Too often the goal may be so big, so overwhelming, that it’s easy to fail, she said.
She suggests breaking it into “the tiniest action steps,” for example, making an appointment to tour the fitness center or figuring out what you’re going to wear to work out.
“Many a fitness goal have been thwarted because the person didn’t have the right clothes to wear to work out.”
Chances of success improve if you set a definite start- and end-time for each step, she said.
“Instead of saying, ‘I’m going to clean the garage Saturday,’ you break it down to ‘I’m going to clean this area of the garage between 9 and 11 on Saturday.’
“When it’s done, praise yourself for what you’ve accomplished.”
Words are powerful tools in making personal changes, she said. “We use our words to create our reality.
“When people use words like ‘I can’t…’ or ‘I never could do…’ they put themselves in a helpless state.
“Say instead, ‘I am becoming a saver’ or ‘today I’m losing weight.’ It’s amazing how that works. Put some faith in yourself.”
She also recommends people not focus so much on Jan. 1.
“I ask them, ‘what makes you think you’ll have more motivation then than you have now?’
“This is the place and the moment to start the journey to anywhere you want to go. Start today.”
Making changes in behavior are much more likely to be a successful if they’re done in connection with other people, said Mendenhall.
“If you’re only accountable to yourself, it’s easy to choose not to do something,” such as working out with a friend at the gym, when the idea of vegging out on the sofa sounds so much more appealing at the end of a long day.
But because you’ve agreed to meet your friend, you go, he said. “By making this commitment public, you’re accountable for it. You’re accountable to each other.”
In relationships, “there’s so much power and traction when you try to make behavioral changes in your life.”
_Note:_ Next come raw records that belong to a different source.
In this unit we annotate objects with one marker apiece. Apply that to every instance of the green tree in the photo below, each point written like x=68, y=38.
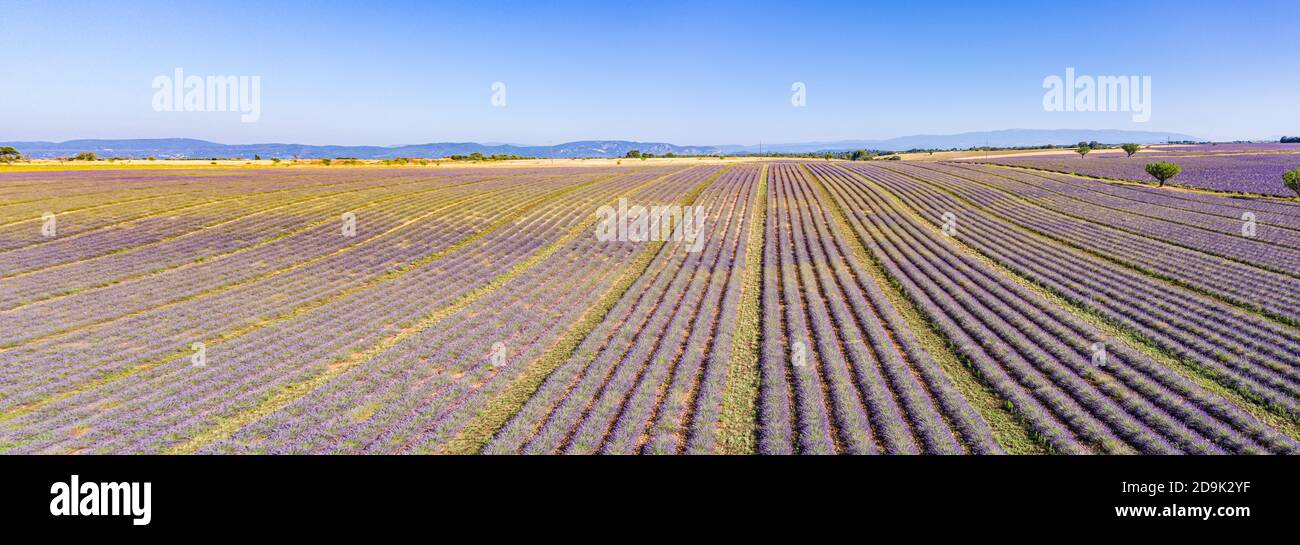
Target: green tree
x=1292, y=180
x=1162, y=171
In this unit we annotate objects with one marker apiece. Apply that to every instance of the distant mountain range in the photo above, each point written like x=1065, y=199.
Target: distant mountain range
x=194, y=148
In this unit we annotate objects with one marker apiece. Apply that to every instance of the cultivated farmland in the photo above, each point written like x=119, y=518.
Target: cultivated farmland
x=818, y=307
x=1229, y=168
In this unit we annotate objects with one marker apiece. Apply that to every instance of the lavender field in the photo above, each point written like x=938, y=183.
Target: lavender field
x=1231, y=168
x=826, y=307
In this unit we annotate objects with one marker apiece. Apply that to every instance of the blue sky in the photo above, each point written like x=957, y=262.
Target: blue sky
x=681, y=72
Mendendall said that spending more time with family is a “very common” resolution that people make, according to research studies.
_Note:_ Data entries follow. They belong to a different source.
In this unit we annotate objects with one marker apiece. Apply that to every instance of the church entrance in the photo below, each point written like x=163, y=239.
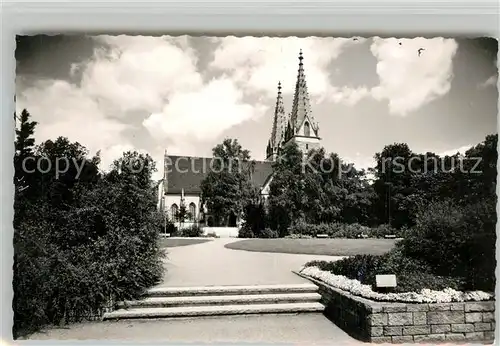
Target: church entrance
x=210, y=221
x=232, y=220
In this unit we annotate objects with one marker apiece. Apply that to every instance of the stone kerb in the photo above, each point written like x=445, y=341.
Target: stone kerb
x=388, y=322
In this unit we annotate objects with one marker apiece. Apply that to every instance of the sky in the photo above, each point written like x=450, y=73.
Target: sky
x=186, y=94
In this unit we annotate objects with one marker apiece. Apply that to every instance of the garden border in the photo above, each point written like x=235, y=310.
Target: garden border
x=392, y=322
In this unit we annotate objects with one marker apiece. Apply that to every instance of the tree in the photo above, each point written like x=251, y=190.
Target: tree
x=24, y=146
x=286, y=193
x=227, y=187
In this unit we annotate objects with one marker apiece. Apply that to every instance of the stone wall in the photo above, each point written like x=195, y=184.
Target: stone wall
x=385, y=322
But many run around tending to inconsequential tasks while ignoring the most important people in their lives.
“People are so busy that they’re really taking for granted the most important people in their lives.
“The house looks beautiful and the laundry is all done, but our relationships are crumbling,” he said. “You get a diabetes diagnosis but, ‘hey, at least we’re caught up on email and Facebook.’”
He recommends that people who want to improve their relationships with spouses or partners start by declaring that they are recommitting to the relationship and planning time together, such as a regular “date night.”
If you slip up in your attempt to reach your goals, don’t make it a catastrophe, he said.
He likens it to that squiggly line, with its ups and downs, that charts a company’s progress in the stock market.
“If you look at every movement every day you’re going to make yourself psychotic,” he said.
Reaching goals is a long-term proposition. If it’s trending up, that’s good.
On the way to your goal, backsliding is inevitable.
“If you take it in all or nothing terms, you just stop,” he said. “We’re not perfect. You just get back in. It’s OK.”